Hey sports fans! Sorry it's been a while. Ever since little miss Ellie-B came in to the world a couple weeks ago, things have been a little more busy than usual. She is probably the world's most adorable niece, though, so I can't complain. : ) Can't wait to watch her grow up!!!
Ok, back to the blog.
Ohhh, Dog Park.
This movie is to me as Gigli seems to be to a lot of people. (I still haven't seen that one.) It may be one of the worst movies ever. It's like someone watched a mid-90s romantic comedy one day and thought, "Hey! I could do that!". No, sir. No, you cannot. It feels like all the elements are there for a quirky 90s-era date flick, but they truly fall flat.
The most glaring example is the title/setting. To me, a dog park seems like a great setting for comedy. There's so much potential and it's a unique location that I don't think has really been overused in this genre.
All of the plot synopsises of this movie I read beforehand, however, seemed to incorrectly give undue weight to the dog park in this movie. In actuality, it always just seemed more like an aside. Like "filler." Like, maybe some afterthought to help make the title seem more fitting? It just seems to me that if you're going to name the movie after it, it should maybe be a bit more of a focal point, something that truly affects the plot.
And the dogs just seem...unnatural. Not really even for a good or witty, metaphorical purpose, and certainly not in any terribly crucial or meaningful way regarding the plot. More like animate furniture, who occasionally make an appearance in the background.
Regardless, the main dog, Mr. Mogley, is adorable, which almost makes up for something. He is easily one of my favorite characters of the film, second only to his "pet therapist."

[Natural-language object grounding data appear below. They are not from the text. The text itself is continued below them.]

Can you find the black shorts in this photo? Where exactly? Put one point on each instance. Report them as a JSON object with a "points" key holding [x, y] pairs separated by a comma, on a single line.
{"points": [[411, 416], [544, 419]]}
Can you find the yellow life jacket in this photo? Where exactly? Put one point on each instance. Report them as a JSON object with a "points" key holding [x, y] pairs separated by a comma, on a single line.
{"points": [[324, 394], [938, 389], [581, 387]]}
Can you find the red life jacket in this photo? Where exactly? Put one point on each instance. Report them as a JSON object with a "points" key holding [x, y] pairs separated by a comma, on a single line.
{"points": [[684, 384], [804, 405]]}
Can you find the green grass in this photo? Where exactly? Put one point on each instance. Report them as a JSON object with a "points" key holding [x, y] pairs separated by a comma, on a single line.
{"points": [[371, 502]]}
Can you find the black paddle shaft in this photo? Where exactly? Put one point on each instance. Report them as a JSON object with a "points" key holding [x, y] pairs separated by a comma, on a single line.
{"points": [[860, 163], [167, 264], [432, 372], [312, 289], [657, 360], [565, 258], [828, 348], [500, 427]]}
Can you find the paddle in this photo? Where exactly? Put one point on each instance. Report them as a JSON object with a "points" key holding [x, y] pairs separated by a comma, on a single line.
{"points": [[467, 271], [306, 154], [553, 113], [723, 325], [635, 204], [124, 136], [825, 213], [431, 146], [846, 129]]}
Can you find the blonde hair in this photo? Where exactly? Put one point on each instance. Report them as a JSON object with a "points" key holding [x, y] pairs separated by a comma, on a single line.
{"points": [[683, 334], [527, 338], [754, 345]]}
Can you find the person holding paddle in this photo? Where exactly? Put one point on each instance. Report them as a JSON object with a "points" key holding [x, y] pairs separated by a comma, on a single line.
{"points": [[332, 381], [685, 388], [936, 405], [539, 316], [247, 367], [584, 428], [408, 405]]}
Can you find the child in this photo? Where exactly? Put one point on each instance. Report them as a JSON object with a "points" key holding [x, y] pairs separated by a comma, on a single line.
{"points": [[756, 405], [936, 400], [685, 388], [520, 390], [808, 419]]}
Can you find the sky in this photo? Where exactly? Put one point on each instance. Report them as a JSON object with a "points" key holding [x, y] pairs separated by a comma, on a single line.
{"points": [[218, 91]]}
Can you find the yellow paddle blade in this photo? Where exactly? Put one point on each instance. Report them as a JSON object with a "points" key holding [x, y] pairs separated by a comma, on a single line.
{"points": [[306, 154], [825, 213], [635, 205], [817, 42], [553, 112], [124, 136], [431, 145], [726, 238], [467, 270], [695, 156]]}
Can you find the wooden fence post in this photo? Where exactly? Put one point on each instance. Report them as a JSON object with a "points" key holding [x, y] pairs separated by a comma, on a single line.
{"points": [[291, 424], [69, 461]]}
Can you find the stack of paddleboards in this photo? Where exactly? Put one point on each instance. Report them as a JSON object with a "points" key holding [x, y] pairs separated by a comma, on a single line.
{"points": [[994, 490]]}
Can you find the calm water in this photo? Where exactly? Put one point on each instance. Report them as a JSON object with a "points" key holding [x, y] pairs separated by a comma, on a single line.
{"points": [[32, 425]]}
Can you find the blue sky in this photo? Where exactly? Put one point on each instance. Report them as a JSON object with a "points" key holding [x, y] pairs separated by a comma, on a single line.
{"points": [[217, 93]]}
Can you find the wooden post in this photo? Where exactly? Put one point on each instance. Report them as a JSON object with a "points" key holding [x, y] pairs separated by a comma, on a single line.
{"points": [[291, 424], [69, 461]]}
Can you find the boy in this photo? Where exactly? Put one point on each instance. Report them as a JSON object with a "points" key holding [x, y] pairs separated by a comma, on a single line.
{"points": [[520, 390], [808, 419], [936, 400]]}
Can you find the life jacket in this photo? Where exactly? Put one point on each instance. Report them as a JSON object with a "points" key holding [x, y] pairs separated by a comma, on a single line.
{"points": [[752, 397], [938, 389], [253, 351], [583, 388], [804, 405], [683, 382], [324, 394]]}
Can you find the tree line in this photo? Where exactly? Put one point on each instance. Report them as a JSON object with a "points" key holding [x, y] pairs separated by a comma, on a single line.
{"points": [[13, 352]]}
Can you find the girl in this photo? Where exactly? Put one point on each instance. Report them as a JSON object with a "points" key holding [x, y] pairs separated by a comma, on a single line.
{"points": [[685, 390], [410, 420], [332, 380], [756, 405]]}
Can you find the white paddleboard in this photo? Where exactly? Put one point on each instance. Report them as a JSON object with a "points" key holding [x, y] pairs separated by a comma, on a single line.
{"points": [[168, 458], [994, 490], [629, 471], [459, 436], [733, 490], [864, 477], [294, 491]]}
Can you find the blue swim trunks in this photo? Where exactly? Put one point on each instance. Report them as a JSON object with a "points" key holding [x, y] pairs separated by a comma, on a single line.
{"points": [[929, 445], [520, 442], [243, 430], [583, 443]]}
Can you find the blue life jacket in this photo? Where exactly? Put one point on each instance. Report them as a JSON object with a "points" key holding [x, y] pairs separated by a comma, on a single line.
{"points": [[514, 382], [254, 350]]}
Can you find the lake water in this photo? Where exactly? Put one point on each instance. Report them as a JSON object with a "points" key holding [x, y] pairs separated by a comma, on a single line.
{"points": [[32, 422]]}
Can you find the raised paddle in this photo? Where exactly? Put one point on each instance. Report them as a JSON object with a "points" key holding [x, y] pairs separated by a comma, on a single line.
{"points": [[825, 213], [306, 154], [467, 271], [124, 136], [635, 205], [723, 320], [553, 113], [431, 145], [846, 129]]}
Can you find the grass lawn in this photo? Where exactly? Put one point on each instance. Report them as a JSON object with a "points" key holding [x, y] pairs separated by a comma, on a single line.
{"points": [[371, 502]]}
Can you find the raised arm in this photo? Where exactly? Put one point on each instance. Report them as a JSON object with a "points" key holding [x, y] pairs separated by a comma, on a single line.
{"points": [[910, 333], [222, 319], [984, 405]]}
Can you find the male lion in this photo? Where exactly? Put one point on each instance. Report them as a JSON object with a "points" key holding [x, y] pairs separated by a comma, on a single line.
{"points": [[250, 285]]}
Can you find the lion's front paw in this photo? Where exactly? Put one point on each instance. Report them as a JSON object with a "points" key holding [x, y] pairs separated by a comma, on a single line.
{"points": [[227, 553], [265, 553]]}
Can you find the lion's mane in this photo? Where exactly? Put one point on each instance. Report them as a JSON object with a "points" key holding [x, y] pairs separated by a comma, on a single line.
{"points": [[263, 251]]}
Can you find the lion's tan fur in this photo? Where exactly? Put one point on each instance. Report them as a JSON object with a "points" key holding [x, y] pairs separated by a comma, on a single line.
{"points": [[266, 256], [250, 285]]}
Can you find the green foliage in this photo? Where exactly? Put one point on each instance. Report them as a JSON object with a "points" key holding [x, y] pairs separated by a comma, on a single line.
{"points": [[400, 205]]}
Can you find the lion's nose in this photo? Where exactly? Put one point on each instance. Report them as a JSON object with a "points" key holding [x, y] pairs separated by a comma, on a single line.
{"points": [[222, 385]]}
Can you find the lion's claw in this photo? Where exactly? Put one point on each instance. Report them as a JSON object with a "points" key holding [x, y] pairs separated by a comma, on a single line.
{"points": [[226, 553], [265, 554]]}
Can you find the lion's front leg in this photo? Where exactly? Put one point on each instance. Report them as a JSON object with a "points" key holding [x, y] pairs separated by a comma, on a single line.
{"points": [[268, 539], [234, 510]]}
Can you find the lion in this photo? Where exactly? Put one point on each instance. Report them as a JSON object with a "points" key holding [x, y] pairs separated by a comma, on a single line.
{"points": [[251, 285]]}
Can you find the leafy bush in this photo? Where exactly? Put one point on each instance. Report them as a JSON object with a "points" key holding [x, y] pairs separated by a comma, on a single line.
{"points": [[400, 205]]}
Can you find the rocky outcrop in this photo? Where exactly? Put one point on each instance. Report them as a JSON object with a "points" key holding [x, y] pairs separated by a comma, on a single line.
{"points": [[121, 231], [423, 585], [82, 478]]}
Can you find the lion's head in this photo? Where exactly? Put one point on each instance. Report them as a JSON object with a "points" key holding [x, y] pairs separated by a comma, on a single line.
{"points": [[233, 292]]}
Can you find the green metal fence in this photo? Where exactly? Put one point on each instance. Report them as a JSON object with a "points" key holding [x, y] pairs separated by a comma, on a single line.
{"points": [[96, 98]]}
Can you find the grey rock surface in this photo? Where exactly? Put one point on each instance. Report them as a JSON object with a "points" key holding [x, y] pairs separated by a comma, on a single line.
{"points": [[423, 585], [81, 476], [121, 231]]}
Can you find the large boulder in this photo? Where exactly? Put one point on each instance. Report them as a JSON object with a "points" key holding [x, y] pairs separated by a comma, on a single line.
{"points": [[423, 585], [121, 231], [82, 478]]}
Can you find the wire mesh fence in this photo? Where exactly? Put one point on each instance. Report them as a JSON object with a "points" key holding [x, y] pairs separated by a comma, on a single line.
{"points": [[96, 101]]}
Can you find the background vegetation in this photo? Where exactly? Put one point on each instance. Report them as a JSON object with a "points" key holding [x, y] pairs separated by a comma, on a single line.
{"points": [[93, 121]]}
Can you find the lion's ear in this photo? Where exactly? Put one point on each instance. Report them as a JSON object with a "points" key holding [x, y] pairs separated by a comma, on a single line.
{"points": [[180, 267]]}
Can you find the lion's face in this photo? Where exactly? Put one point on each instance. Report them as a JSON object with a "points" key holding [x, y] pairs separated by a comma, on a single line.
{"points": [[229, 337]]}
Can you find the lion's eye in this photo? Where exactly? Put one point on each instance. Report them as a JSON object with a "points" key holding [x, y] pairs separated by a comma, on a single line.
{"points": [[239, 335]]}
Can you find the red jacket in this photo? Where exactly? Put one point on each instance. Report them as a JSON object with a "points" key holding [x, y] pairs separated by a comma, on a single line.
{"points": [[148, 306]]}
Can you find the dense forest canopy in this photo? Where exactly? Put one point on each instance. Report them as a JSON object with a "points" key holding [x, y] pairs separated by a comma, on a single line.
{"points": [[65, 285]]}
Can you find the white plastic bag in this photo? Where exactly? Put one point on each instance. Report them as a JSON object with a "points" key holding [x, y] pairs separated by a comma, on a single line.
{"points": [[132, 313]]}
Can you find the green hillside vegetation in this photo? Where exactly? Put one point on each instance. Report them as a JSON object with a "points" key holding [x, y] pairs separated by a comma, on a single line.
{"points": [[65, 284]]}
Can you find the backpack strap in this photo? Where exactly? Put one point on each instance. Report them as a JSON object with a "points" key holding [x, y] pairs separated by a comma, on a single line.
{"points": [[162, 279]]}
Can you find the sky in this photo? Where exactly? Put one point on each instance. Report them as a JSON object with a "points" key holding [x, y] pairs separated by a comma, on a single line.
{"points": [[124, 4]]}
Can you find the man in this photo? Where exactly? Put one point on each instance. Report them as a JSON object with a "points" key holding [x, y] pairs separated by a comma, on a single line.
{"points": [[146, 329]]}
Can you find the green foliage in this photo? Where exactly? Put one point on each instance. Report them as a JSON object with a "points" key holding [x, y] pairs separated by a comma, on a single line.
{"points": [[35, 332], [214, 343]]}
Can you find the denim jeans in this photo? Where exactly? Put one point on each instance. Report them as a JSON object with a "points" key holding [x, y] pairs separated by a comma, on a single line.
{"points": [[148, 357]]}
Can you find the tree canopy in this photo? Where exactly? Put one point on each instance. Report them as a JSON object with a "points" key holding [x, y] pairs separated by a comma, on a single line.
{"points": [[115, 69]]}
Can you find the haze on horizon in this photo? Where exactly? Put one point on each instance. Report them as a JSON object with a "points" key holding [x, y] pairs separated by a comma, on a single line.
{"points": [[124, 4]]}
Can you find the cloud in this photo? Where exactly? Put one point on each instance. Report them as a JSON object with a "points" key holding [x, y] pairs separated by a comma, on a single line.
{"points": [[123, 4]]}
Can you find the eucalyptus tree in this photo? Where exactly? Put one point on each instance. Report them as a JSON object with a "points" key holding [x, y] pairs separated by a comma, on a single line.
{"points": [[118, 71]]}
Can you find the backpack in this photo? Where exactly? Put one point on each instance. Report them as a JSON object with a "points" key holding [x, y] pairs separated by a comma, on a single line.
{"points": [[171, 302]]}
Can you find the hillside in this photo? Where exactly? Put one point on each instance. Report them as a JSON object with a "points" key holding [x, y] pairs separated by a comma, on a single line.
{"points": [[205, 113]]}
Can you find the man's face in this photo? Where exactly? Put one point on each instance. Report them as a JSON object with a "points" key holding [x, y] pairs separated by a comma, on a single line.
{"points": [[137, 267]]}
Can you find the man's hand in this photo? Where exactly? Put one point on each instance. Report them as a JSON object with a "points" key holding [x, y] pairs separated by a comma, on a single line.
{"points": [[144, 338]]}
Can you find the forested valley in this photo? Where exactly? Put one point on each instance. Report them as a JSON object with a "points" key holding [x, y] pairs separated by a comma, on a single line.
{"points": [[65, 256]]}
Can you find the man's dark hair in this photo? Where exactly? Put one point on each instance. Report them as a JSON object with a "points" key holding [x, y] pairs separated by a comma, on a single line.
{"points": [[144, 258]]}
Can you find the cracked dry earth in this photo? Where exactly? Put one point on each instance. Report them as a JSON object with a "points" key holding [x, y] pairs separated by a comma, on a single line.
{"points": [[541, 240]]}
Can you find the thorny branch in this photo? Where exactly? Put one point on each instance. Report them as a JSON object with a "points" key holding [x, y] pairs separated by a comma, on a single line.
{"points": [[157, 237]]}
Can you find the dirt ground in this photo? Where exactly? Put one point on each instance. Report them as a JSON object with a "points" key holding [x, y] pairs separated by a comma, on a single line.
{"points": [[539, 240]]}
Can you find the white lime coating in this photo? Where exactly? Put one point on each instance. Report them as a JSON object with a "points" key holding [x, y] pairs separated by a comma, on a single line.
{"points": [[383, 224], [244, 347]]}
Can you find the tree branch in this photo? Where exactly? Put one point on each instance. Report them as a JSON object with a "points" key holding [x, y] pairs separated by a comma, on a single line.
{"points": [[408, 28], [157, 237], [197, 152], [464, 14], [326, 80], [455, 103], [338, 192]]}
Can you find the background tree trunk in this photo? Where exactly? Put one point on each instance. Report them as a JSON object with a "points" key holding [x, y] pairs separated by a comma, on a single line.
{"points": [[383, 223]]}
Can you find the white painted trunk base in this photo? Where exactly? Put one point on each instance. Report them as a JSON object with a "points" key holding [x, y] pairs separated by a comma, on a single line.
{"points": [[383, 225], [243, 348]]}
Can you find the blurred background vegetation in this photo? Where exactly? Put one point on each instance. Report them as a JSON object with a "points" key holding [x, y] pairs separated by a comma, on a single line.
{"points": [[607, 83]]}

The therapist is constantly dumbfounded by people, berating everyone, including his children, for not understanding, or being more like dogs. ("They are not our children; they're better.") It might have been better, had he been played by say...Will Ferrel, but he at least ups the comedy level considerably in this movie.
As does Callum, (Harland Williams), who you might remember best from a little classic called Dumb and Dumber. ("Tic-Tac, sir?)
Anyways, if nothing else, it can certainly be said that this movie is missing the following:
- An interesting plot. Truly just a believable plot in general. As Andy (Luke Wilson) says, "It's like hitting on a waitress. It's just so obvious."
- Hair. The very lovely Natasha Henstridge is in desperate need of hair.
- A good script. Some witty banter. ("Will you crack my neck?" --What?!?!?!?!) Maybe just some chemistry. Somewhere. Something that might actually make me care a little bit. I realize Bruce McCulloch wrote for Kids in the Hall and SNL, but I'm not sold, buddy. You've got some decent one-liners, but that opening monologue?! It is just painful. : ( I won't lay that all on you, though, Mr. McCulloch. Maybe if you had some different actors? Maybe? Maybe. (Sorry, Mr. Wilson!)
MERE'S OFFICIAL RATING: 1 OUT OF 5 STARS
A sandwich might deliver better dialogue.